On the third day of an evidentiary hearing before a federal judge, a retired U.S. marshal directly contradicted a former colleague's claims of overhearing a drug user reveal details about the 1970 murders while driving her between detention facilities in upstate South Carolina and Raleigh, N.C.

Former Deputy U.S. Marshal Dennis Meehan said the car ride, described by now-deceased Deputy U.S. Marshal Jimmy Britt, never happened. Instead, Meehan claimed to be the driver who transported Helena Stoeckley to Raleigh and said he picked her up in Charlotte, N.C.

Earlier this week, the defense introduced a sworn affidavit in which Britt described a meeting where he heard a prosecutor threaten Stoeckley with murder charges if she testified that she was at the crime scene during the killings.

But today, prosecution witnesses questioned Britt's credibility. Former Chief Deputy U.S. Marshal Eddie Sigmon said Britt lied about the number of overtime hours he worked and once got into a fist fight with another marshal over a woman.
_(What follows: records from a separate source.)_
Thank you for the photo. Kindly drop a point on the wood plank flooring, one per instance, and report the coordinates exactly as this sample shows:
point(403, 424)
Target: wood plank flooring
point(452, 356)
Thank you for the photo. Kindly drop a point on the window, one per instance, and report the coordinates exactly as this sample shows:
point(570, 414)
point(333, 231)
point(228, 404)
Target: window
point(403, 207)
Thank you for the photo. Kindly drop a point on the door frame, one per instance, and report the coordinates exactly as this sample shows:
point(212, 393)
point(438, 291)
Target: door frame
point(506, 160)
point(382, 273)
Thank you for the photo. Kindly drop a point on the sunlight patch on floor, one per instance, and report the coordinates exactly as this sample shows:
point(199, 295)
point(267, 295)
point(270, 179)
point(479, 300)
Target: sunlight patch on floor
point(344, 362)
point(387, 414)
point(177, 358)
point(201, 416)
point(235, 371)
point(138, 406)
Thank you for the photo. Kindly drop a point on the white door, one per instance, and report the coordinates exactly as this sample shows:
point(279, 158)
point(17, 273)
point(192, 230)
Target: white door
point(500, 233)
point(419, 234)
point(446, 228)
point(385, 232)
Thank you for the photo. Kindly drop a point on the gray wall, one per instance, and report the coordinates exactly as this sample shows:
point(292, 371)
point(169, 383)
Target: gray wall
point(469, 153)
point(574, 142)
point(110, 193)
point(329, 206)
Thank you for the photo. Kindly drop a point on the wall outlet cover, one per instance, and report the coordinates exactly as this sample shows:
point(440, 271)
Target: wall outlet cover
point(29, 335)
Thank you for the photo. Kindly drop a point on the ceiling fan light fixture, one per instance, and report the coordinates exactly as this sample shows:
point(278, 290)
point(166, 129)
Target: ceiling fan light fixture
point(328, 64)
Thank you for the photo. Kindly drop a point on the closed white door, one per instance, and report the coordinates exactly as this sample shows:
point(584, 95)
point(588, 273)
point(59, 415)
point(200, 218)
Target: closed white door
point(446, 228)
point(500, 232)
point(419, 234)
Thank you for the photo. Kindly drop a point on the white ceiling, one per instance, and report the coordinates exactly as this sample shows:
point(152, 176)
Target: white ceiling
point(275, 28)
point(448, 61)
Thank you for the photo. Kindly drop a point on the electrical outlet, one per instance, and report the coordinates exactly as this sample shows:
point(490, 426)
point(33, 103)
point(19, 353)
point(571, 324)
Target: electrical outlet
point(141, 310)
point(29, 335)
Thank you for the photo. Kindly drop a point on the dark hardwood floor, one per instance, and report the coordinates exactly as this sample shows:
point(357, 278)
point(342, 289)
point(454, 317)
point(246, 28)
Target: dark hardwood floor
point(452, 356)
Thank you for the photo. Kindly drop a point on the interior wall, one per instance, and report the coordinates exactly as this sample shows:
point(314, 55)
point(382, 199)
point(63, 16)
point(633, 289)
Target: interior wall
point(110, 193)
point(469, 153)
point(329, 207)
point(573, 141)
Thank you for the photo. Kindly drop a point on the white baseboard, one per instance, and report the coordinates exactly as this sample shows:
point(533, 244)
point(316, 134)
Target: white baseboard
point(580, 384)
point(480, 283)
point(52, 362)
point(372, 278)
"I would say he was a very marginal employee," former U.S. Marshal William Berryhill, Jr. said. "I found Jimmy Britt to be fairly large in ego."

Although Stoeckley, who died in 1983, denied having any recollection of the crime when she testified in MacDonald's 1979 trial, her alleged confessions to family and friends have been a central part of the defense's case as they seek to overturn the murder conviction.

Bob Stevenson, the brother of MacDonald's murdered wife Colette told reporters outside the courthouse, "If you take a lie detector test, of what value is it to an insane person talking with a drug-addled mind. It's useless!"

But the woman who married MacDonald while he was in prison said Stoeckley's drug use fit the profile of many people involved in violent crimes.

"(In) all the really horrible, brutal murders, people are strung out on drugs," Kathryn MacDonald said. "I know from [Stoeckley's] statements, she wanted protection. And without protection, she was hedging."

This afternoon, the prosecutor in the 1979 trial testified he never threatened Stoeckley and insisted Britt was never in the meeting room.

"We would not have asked him to be in the room," former U.S. Attorney Jim Blackburn told reporters as he left the courthouse. "It is absolutely untrue. And another word for untrue is a lie."

But MacDonald defended Britt.

"He was a maverick and some people may not have liked that," she said. "I ask you to look up Mr. Britt's record with the U.S. Marshals Service and see how highly he was held in esteem by the judges and his own people and measure that against Jim Blackburn's reputation."

Blackburn's legal career ended in 1993 when he plead guilty to forgery, fraud and embezzlement for faking judges' signatures on phony legal documents and stealing funds from his private law firm to award clients for bogus judgments. After serving three and a half months in prison, he worked as a waiter until he established his new career as a motivational speaker on ethics and law.

The hearing is expected to wrap up Thursday, with prosecutors calling author Joe McGinniss as their last witness. McGinniss wrote 'Fatal Vision' in 1983. The book led to a TV mini-series the following year and was highly influential in the public's perception of MacDonald's conviction.

Whether the story gets a new ending will rest in the hands of the judge.